Il est terrible ce retour au fantasme : laisser se faire le « naturel », ne y toucher. La pulsion sexuelle est « par nature offensive et sauvage » pour qui ? Par rapport à quoi ? À ce qu’on imagine que vivent les animaux que nous étudions ? Il n’y aurait qu’une sorte de pulsion sexuelle, alors ? Celles qui ne ressemblent pas à un canard qui saute sur une canne en lui enfonçant le bec dans l’eau, ce sont celles des puritain·e·s ? La dernière fois que j’ai entendu la carte du « naturel » brailler, c’était chez les opposants·e·s au mariage pour tous-te-s. Celleux-là mêmes qui censurent les œuvres, insultent les femmes qui consentent à avoir une sexualité marginale, une sexualité intense, à exprimer leur désir, à faire un travail du sexe, et qui approuvent, soyons-en certain·e·s, le droit de l’homme viril à tâter de la femelle quand il en a « besoin ». Ces mêmes individus qui, aussi, ont tué les sorcières que vous vous plaisez à citer, condamnées d’avoir flirter avec le « surnaturel ». Rappelons au passage que les sorcières étaient des femmes qui, pour se dégager d’oppressions diverses, s’étaient forgées un savoir autonome, qui leur servait à s’entraider, dussent-elles en mourir brulées. La notion de sororité a dû vous échapper quelque part dans votre curieuse comparaison. Enfin, est-ce ce même critère conservateur de "naturel" qui vous permet de compter parmi vos signataires un homme transgenre, genré au féminin sans son accord ? Et d’ affirmer par la suite ne pas avoir songé à associer des hommes à cette tribune (« il nous semblait important de nous réunir en tant que femmes », Sarah Chiche) ?

 © Beth Conklin © Beth Conklin

 Liberté intérieure mon cul

Une femme peut absolument ne pas être traumatisée par un frottement de pénis entre ses fesses en heure de pointe. Toute comme une personne peut ne pas être traumatisée par un avortement. Certes. La « liberté intérieure » sonne tout de même comme la promesse d’un livre ouvert au coin du feu dans un fauteuil en osier… Bien au chaud, on peut se rêver de glace.

Catherine Millet n'est pas une femme "forte", c'est une femme privilégiée.

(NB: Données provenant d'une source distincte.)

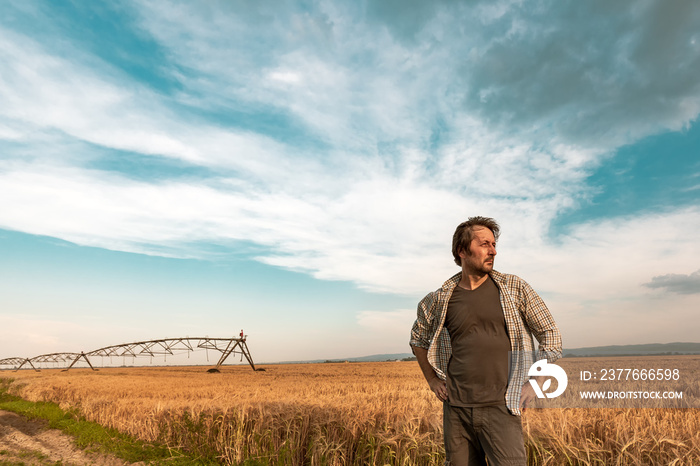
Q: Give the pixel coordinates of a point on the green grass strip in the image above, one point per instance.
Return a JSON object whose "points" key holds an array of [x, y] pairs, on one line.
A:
{"points": [[92, 436]]}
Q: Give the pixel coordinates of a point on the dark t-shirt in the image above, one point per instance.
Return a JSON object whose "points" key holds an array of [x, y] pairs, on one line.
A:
{"points": [[477, 374]]}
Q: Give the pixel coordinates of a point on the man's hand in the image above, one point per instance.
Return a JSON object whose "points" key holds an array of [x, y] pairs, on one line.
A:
{"points": [[526, 396], [438, 387]]}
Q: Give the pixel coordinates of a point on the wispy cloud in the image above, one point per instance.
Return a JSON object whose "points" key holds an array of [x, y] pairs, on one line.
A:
{"points": [[677, 283], [347, 142]]}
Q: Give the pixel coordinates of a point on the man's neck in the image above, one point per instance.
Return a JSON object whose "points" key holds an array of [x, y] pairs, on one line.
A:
{"points": [[472, 280]]}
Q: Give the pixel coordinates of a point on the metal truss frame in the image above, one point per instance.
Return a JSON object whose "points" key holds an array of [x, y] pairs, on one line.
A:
{"points": [[165, 346]]}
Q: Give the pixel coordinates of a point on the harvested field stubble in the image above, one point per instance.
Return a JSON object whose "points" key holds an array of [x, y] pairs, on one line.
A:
{"points": [[338, 414]]}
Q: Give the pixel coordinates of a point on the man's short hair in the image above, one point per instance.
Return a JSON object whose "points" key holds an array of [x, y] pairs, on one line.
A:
{"points": [[465, 233]]}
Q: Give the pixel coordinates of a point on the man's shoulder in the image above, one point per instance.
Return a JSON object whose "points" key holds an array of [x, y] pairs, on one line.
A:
{"points": [[508, 280], [446, 287]]}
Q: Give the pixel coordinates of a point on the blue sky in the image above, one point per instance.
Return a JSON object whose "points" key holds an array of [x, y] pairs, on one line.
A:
{"points": [[297, 169]]}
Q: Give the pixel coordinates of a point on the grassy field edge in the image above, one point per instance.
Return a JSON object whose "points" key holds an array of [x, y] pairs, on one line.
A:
{"points": [[93, 437]]}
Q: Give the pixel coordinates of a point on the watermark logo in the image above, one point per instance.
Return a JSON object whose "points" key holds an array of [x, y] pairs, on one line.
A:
{"points": [[544, 369]]}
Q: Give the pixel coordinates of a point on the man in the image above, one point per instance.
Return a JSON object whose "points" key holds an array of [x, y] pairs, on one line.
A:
{"points": [[473, 342]]}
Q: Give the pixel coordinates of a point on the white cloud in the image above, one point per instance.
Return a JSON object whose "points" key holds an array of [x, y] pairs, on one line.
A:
{"points": [[415, 121]]}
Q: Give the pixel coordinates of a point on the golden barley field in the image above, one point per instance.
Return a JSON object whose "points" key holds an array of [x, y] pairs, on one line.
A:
{"points": [[348, 414]]}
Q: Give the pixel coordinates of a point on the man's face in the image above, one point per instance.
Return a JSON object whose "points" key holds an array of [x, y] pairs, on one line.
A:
{"points": [[483, 252]]}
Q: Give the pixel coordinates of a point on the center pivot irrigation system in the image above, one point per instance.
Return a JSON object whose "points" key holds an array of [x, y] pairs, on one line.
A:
{"points": [[166, 346]]}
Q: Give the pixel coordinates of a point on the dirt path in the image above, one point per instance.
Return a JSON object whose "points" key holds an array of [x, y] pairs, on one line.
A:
{"points": [[30, 442]]}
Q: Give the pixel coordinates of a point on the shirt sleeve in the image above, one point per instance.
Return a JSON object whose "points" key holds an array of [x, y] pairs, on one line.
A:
{"points": [[542, 325], [421, 331]]}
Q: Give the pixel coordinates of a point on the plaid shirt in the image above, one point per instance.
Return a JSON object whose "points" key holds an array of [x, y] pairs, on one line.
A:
{"points": [[525, 314]]}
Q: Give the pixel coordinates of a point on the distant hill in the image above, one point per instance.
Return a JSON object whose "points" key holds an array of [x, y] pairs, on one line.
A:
{"points": [[371, 358], [649, 349], [591, 351]]}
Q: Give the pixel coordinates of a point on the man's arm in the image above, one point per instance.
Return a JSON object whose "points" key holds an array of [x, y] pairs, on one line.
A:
{"points": [[437, 385], [541, 323]]}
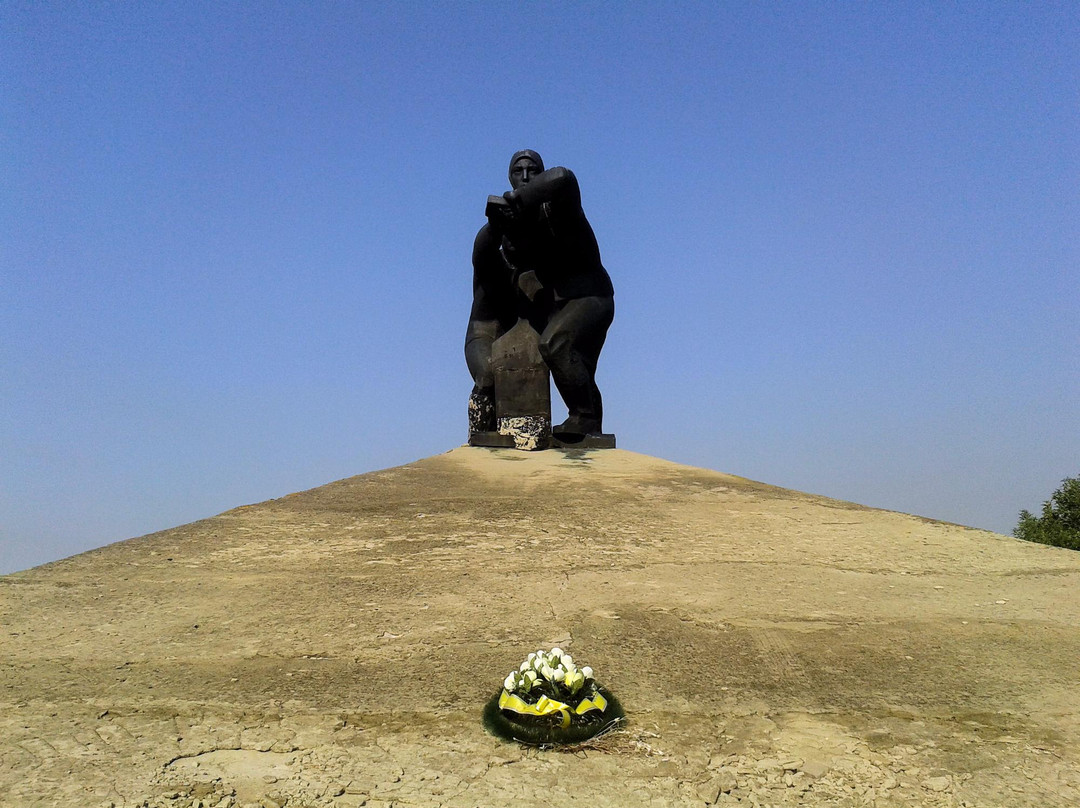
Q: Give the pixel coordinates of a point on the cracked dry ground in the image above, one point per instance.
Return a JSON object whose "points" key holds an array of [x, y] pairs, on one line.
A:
{"points": [[335, 647]]}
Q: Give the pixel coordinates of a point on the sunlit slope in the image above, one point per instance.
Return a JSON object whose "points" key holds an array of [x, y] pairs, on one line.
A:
{"points": [[335, 647]]}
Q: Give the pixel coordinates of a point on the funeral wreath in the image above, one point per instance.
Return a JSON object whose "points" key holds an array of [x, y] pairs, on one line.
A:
{"points": [[549, 700]]}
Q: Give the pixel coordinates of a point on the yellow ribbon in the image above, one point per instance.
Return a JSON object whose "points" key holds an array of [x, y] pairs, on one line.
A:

Ce n'est pas sa volonté seule qui lui permet de ne pas se sentir traumatisée par une intrusion, mais bien une stabilité offerte par un confort de vie. Et si le viol semble la faire tant fantasmer, c'est peut-être par manque d'emprise brutale avec une réalité, besoin de sensations fortes, et totale ignorance des ravages qu'entrainent un abu de pouvoir... Et ce n'est pas parce qu'on n'est pas "Catherine Millet ou Superwoman" (dixit Catherine Millet) qu'on n'a pas la "force morale" dont elle se targue. On peut être une femme qui passe 3h par jour dans le métro pour faire ses études ou nourrir sa famille en faisant un travail éreintant et mal payé. On peut être une femme qui a subi des situations similaires étant enfant. On peut être une femme transgenre ou lesbienne qui se fait humilier. Et la liste serait aussi longue qu'il y a de parcours non balisés. Ignorer, et à ce point, l'horreur de ses expériences et les épreuves qui en découlent, et juger faibles d'esprit celles qui l'ont subi en fonction d'une norme unique complaisante, c'est dire à quel niveau de déconnexion la société a enraciné ces grandes bourgeoises. Cette certitude que l'on peut se relever de tout parce qu'on le veut, c'est une infâme prétention, le refus de détourner les yeux de ses privilèges pour regarder comment ça se passe quand on vit sans.

Mais plutôt que de hiérarchiser les réactions à un acte non-consenti, l’important est évidemment de donner la possibilité à celleux qui le souhaitent de porter plainte. Car une plainte, lorsqu’elle est portée collectivement, n’a rien des jérémiades creuses de la chouineuse que vous voudriez dénoncer. Elle est un précieux instrument de lutte contre des réalités que vous avez le luxe de pouvoir ignorer.